O volume de exportações dos cafés do Brasil alcançou um recorde no ano-cafeeiro de 2024, totalizando 46,1 milhões de sacas de 60 quilos, de acordo com dados do Sumário Executivo do Café, analisados pelo Consórcio Pesquisa Café. O número representa um crescimento de 30,6% em relação ao total exportado em 2023, quando foram vendidas 35,3 milhões de sacas ao mercado externo.

Segundo o relatório, os Estados Unidos lideraram as importações, sendo responsáveis por 16,5% das compras, o equivalente a 7,6 milhões de sacas. O volume exportado ao mercado norte-americano representa um aumento de 40,7% em comparação com 2023, quando o país adquiriu 5,4 milhões de sacas. “Os Estados Unidos foram o maior destino do café brasileiro, consolidando sua posição no topo do ranking dos importadores em 2024”, destacou o Consórcio Pesquisa Café.
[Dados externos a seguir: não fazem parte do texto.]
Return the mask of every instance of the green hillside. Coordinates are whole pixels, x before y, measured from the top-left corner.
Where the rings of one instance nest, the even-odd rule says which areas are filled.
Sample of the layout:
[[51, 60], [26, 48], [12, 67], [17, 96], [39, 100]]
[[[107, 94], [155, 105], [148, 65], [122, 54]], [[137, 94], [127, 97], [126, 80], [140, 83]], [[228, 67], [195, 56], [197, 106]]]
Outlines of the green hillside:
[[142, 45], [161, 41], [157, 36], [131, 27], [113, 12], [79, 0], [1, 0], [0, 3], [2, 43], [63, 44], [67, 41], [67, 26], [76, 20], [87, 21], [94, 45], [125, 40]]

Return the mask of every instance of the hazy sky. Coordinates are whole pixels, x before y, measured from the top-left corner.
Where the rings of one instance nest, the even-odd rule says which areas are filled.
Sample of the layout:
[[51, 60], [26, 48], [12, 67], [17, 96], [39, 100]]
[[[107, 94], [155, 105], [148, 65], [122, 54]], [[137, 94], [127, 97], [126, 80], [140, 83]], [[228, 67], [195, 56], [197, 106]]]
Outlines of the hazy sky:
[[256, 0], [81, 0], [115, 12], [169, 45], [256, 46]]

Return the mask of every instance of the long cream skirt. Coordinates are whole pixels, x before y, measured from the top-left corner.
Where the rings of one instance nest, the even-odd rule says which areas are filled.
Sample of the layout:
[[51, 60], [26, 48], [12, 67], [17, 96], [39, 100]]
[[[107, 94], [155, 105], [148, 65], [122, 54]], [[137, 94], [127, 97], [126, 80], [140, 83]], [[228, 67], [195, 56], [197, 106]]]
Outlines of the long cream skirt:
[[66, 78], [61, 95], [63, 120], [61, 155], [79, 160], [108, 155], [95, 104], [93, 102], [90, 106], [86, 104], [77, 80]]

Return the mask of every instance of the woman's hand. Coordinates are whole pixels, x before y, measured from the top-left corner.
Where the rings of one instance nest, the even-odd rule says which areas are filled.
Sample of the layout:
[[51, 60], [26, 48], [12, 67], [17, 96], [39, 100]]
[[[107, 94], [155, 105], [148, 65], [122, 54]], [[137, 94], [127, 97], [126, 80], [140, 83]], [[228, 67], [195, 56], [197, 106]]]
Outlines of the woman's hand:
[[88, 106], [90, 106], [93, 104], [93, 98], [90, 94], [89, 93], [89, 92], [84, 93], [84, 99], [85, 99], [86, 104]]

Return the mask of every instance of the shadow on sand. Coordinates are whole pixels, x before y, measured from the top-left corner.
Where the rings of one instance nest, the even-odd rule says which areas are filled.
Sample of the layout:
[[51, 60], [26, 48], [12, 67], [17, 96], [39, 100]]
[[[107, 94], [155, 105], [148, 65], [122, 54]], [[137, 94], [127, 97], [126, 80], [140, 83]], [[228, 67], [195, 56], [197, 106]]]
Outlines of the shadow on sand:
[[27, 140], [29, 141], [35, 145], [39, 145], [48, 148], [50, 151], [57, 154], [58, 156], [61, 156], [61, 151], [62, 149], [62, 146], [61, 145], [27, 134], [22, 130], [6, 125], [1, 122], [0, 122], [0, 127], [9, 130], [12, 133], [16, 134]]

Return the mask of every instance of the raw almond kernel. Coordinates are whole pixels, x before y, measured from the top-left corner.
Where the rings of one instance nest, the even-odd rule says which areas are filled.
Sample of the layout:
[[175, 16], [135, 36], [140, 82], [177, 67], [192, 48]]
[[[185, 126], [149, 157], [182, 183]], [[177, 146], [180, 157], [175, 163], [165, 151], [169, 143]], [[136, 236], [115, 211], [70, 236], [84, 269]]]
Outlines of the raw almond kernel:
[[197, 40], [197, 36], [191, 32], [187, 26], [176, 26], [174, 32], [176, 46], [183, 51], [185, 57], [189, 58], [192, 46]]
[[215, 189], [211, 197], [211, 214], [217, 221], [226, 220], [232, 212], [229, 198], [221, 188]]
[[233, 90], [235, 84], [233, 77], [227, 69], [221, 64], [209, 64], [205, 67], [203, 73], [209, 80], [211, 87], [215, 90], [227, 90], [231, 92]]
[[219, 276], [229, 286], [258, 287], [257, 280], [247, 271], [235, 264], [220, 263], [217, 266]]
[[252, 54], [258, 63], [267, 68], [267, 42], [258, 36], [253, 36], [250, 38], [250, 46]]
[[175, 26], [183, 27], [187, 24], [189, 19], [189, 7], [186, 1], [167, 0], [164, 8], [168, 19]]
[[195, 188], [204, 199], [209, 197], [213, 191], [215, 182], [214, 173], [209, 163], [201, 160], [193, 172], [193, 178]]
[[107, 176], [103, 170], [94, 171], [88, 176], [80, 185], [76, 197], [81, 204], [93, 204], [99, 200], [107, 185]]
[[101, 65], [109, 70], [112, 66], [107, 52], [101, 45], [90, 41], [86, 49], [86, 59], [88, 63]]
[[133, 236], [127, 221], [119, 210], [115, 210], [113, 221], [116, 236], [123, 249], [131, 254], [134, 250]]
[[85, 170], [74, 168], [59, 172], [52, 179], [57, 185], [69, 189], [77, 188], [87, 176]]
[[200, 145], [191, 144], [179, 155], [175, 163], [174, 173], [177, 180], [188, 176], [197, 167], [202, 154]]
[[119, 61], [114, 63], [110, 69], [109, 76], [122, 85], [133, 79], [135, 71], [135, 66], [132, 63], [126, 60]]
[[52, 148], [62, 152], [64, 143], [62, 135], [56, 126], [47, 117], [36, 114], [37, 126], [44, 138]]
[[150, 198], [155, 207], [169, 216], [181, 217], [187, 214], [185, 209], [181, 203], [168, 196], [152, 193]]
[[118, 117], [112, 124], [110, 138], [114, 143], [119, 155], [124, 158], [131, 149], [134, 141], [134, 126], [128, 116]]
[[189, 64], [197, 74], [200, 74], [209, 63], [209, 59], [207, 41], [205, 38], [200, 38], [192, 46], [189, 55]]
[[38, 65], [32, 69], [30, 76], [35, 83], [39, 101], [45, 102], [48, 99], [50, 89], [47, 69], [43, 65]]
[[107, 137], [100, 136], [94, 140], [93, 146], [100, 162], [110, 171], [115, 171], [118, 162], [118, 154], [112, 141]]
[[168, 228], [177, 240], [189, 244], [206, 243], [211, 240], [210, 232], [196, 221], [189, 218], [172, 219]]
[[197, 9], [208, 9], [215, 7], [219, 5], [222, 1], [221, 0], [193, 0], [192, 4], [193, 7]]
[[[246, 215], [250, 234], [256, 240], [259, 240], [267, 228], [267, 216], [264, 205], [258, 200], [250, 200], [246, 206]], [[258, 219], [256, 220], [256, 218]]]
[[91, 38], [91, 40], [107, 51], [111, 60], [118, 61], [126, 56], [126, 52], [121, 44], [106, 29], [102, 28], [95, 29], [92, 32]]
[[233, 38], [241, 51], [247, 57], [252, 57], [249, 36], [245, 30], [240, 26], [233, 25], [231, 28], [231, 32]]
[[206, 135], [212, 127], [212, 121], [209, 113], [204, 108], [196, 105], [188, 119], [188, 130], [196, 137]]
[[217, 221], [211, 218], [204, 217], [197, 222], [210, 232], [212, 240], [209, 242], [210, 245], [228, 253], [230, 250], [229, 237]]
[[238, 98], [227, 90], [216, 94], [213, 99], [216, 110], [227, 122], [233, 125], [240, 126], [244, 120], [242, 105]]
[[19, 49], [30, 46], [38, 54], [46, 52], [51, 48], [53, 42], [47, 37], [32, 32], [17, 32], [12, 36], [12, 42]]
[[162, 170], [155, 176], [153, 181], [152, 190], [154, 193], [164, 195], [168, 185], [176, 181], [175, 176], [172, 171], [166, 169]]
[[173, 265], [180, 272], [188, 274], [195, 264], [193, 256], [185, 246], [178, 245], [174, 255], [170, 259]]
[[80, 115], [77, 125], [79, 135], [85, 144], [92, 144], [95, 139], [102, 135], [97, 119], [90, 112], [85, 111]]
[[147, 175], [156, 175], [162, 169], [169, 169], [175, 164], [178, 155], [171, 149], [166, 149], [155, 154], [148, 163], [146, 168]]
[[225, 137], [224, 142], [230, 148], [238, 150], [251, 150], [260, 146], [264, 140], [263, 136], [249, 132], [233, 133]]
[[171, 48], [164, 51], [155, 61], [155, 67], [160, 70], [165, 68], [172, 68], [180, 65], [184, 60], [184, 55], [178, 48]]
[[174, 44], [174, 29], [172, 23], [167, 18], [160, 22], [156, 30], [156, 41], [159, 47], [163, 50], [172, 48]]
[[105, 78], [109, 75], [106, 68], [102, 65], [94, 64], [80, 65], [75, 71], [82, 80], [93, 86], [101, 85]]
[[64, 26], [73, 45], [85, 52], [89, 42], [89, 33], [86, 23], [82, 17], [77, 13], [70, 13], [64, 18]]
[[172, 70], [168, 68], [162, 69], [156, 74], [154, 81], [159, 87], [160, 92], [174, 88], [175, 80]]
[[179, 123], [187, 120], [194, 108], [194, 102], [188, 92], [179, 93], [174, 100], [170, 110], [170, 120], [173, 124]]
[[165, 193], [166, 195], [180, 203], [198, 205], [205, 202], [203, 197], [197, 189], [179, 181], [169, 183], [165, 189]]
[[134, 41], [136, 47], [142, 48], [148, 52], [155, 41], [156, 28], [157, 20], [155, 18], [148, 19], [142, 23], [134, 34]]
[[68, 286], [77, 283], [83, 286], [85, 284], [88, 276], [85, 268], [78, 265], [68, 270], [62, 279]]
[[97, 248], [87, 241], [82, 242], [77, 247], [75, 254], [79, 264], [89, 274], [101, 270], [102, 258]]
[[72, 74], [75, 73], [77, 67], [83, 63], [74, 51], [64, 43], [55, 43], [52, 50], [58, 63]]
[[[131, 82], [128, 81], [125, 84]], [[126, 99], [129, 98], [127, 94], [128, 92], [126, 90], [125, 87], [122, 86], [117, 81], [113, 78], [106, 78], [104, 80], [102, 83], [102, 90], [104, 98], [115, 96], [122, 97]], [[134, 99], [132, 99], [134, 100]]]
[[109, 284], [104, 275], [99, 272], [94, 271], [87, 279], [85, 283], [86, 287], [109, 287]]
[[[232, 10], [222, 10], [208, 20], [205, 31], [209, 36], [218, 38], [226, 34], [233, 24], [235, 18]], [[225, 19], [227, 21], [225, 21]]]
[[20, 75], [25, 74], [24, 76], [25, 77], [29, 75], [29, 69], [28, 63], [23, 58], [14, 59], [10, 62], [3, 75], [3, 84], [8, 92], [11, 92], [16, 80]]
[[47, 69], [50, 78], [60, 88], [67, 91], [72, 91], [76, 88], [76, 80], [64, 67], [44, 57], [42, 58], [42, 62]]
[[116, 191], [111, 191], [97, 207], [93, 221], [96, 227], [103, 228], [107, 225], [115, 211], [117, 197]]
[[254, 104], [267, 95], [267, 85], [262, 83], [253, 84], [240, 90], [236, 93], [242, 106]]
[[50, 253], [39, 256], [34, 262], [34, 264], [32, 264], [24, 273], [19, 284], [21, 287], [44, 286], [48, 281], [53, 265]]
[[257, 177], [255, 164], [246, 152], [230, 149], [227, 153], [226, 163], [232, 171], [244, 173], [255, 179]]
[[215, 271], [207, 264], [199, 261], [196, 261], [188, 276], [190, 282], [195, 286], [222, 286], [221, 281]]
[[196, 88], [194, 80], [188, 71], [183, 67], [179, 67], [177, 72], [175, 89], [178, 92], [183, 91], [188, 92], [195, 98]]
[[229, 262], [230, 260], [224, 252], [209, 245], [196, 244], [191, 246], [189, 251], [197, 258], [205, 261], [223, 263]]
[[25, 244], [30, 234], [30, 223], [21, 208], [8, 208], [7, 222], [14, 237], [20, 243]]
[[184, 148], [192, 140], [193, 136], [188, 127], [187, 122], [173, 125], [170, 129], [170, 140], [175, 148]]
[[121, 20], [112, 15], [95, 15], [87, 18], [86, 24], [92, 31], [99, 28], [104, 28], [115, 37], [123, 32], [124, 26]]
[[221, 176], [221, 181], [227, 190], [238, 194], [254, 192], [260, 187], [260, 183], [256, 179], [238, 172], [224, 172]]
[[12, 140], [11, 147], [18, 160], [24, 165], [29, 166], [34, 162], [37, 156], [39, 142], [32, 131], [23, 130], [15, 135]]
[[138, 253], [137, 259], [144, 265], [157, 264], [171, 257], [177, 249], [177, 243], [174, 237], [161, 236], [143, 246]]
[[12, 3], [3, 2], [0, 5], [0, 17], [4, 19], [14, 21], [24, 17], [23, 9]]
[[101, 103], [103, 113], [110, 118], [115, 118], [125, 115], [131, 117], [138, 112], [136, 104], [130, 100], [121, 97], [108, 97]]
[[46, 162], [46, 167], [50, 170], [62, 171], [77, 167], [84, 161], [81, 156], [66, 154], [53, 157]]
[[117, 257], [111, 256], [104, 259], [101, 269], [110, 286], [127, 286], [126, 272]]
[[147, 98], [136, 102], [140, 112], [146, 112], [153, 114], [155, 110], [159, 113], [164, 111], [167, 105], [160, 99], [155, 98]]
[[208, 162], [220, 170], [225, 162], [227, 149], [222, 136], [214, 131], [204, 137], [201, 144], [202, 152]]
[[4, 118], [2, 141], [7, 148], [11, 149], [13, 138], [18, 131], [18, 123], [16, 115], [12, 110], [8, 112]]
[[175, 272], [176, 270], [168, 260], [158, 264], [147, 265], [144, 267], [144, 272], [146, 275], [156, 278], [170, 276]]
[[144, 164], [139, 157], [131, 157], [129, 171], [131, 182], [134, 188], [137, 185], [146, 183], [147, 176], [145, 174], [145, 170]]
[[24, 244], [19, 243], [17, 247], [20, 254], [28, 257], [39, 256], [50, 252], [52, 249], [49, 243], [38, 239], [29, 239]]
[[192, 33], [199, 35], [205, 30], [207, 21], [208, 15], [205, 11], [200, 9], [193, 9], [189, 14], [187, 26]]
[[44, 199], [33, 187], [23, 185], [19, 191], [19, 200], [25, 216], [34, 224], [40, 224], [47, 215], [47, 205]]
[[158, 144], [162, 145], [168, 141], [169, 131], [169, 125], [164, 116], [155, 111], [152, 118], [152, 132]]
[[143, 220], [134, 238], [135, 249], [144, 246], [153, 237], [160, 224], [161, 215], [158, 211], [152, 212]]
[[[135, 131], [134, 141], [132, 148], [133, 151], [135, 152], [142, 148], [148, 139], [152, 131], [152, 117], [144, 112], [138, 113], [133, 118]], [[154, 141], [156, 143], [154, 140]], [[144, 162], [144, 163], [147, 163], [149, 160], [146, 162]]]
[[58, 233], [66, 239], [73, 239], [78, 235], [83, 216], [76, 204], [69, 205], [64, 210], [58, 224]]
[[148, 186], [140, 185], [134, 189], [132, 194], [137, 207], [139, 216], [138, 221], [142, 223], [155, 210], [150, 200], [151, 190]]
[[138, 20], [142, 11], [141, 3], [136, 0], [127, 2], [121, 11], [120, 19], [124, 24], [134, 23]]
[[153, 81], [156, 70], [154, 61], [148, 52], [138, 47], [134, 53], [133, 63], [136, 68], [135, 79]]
Em seguida, a Alemanha aparece na segunda posição, com 7,3 milhões de sacas importadas, o que corresponde a 15,8% das exportações. A Bélgica registrou crescimento expressivo de 100% em relação a 2023 e adquiriu 4,4 milhões de sacas, o equivalente a 9,5% do total exportado. A Itália comprou 3,9 milhões de sacas, respondendo por 8,5% das vendas brasileiras, enquanto o Japão ocupou a quinta posição, com 2,3 milhões de sacas importadas, representando 5% das exportações.

As compras de outros países como Espanha, Turquia, Holanda, Rússia, Reino Unido, Coreia do Sul, Canadá, Suécia, França e Colômbia completaram o volume exportado em 2024, conforme indicado no Sumário Executivo.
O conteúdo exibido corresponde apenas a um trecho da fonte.